NASA improves Columbia space shuttle fuel tank Wednesday, December 29 2004 17:04 Hrs (IST) - World Time -
Washington:
In a major step toward resuming launches of the space shuttle, NASA officials said today (Dec 29, 2004) they have completed improvements that will prevent the falling debris problem that destroyed space shuttle Columbia and killed seven astronauts.
The first improved and redesigned tank is scheduled to be shipped from the Michoud Assembly Facility near New Orleans on Friday (Dec 31, 2004) and will arrive at the Kennedy Space Centre five or six days later. It will then be further tested, mounted on space shuttle Discovery and readied for a launch in May or June, officials said.
Sandy Coleman, NASA's external project manager, said that testing of improvements on the tank "gives us confidence that problems like what happened on Columbia will not happen again."
"This is the safest, most reliable tank NASA has ever produced," Coleman said today in a telephone news conference from the Marshall Space Flight Centre in Huntsville, Alabama.

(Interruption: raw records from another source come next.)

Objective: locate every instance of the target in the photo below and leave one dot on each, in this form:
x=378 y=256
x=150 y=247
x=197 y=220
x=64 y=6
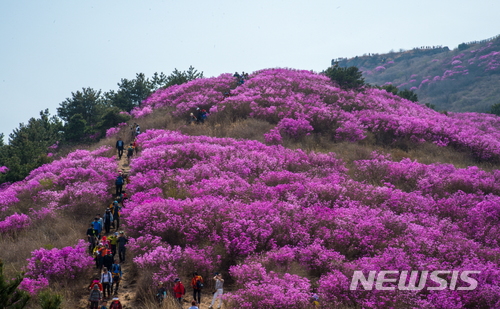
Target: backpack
x=115 y=305
x=115 y=270
x=199 y=284
x=119 y=181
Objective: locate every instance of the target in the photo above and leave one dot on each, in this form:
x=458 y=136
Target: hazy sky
x=52 y=48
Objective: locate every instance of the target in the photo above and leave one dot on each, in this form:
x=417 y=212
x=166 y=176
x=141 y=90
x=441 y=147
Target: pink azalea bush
x=112 y=131
x=303 y=102
x=265 y=210
x=14 y=223
x=81 y=178
x=56 y=265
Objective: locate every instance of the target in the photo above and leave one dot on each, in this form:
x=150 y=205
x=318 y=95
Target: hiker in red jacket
x=197 y=285
x=115 y=304
x=179 y=290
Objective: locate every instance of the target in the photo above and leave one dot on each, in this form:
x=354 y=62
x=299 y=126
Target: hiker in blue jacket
x=120 y=145
x=119 y=184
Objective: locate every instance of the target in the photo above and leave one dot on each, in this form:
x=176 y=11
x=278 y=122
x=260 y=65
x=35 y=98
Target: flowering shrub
x=294 y=128
x=14 y=223
x=302 y=102
x=34 y=286
x=262 y=289
x=112 y=131
x=266 y=210
x=58 y=264
x=81 y=178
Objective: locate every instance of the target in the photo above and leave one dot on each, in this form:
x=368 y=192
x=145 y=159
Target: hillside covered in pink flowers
x=282 y=224
x=463 y=79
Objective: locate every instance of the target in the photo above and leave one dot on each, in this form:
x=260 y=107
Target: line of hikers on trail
x=197 y=284
x=131 y=149
x=198 y=116
x=103 y=246
x=240 y=79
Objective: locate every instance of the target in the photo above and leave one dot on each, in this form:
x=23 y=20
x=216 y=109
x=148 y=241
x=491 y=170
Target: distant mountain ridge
x=461 y=80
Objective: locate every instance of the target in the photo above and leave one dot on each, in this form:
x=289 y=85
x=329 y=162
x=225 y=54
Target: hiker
x=130 y=153
x=92 y=237
x=132 y=130
x=106 y=281
x=119 y=146
x=115 y=304
x=104 y=305
x=179 y=290
x=115 y=211
x=119 y=183
x=161 y=293
x=95 y=282
x=122 y=241
x=108 y=219
x=197 y=285
x=124 y=195
x=105 y=242
x=192 y=118
x=107 y=260
x=97 y=226
x=137 y=129
x=99 y=256
x=201 y=114
x=315 y=300
x=219 y=282
x=136 y=146
x=113 y=241
x=116 y=271
x=99 y=218
x=95 y=297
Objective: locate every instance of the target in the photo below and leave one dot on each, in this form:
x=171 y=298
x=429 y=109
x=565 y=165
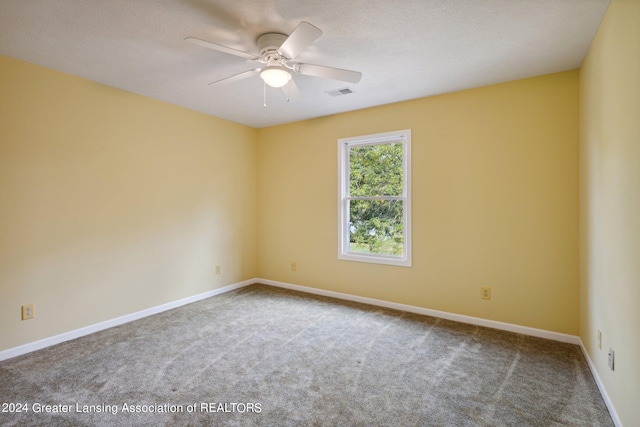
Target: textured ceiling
x=405 y=49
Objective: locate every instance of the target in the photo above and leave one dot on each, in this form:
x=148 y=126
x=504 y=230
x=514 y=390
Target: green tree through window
x=374 y=198
x=375 y=219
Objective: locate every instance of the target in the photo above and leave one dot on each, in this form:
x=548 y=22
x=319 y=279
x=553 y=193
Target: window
x=375 y=204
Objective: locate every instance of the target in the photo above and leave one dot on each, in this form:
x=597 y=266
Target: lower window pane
x=375 y=227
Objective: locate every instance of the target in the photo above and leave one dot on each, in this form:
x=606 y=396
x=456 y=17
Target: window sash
x=344 y=146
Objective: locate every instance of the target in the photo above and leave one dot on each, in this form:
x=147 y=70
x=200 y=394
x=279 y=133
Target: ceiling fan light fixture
x=275 y=75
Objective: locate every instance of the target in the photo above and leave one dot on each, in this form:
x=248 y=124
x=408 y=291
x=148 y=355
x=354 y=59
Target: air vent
x=340 y=92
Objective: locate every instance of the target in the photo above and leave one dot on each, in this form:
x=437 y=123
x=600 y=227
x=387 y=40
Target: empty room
x=289 y=212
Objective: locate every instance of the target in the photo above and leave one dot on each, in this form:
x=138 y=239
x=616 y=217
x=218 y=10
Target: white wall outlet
x=28 y=312
x=611 y=361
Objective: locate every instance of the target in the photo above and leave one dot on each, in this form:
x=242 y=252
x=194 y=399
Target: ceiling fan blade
x=221 y=48
x=291 y=91
x=328 y=72
x=237 y=77
x=302 y=36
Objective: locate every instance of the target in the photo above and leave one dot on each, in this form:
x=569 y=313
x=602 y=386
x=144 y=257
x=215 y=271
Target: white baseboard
x=525 y=330
x=77 y=333
x=541 y=333
x=603 y=391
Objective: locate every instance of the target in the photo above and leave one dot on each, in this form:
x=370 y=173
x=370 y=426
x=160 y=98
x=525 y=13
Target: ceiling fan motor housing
x=268 y=45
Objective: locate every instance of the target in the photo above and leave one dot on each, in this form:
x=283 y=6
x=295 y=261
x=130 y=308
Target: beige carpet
x=267 y=356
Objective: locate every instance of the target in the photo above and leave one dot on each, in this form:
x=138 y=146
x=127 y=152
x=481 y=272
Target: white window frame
x=403 y=136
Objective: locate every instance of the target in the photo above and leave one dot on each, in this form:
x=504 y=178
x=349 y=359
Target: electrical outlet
x=28 y=312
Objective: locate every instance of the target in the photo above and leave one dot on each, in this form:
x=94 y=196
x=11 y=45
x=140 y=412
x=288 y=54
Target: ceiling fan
x=277 y=51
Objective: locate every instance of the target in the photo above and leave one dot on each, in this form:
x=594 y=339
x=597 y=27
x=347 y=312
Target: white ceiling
x=405 y=49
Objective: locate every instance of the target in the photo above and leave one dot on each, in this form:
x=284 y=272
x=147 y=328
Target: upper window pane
x=376 y=170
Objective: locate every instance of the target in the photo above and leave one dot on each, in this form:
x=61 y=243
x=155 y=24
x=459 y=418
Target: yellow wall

The changes in the external tank add less than 68 kilograms in weight. The added costs are still being tallied, said Coleman. The old style fuel tanks cost about $ 40 million and Coleman said that the new tank would be more expensive.
The external tank contains liquid hydrogen and oxygen, which are the propellants used by the shuttle's main rocket engines during launch. The super-cooled propellants cause the formation of ice on the outside of the tank as the shuttle is prepared for launch.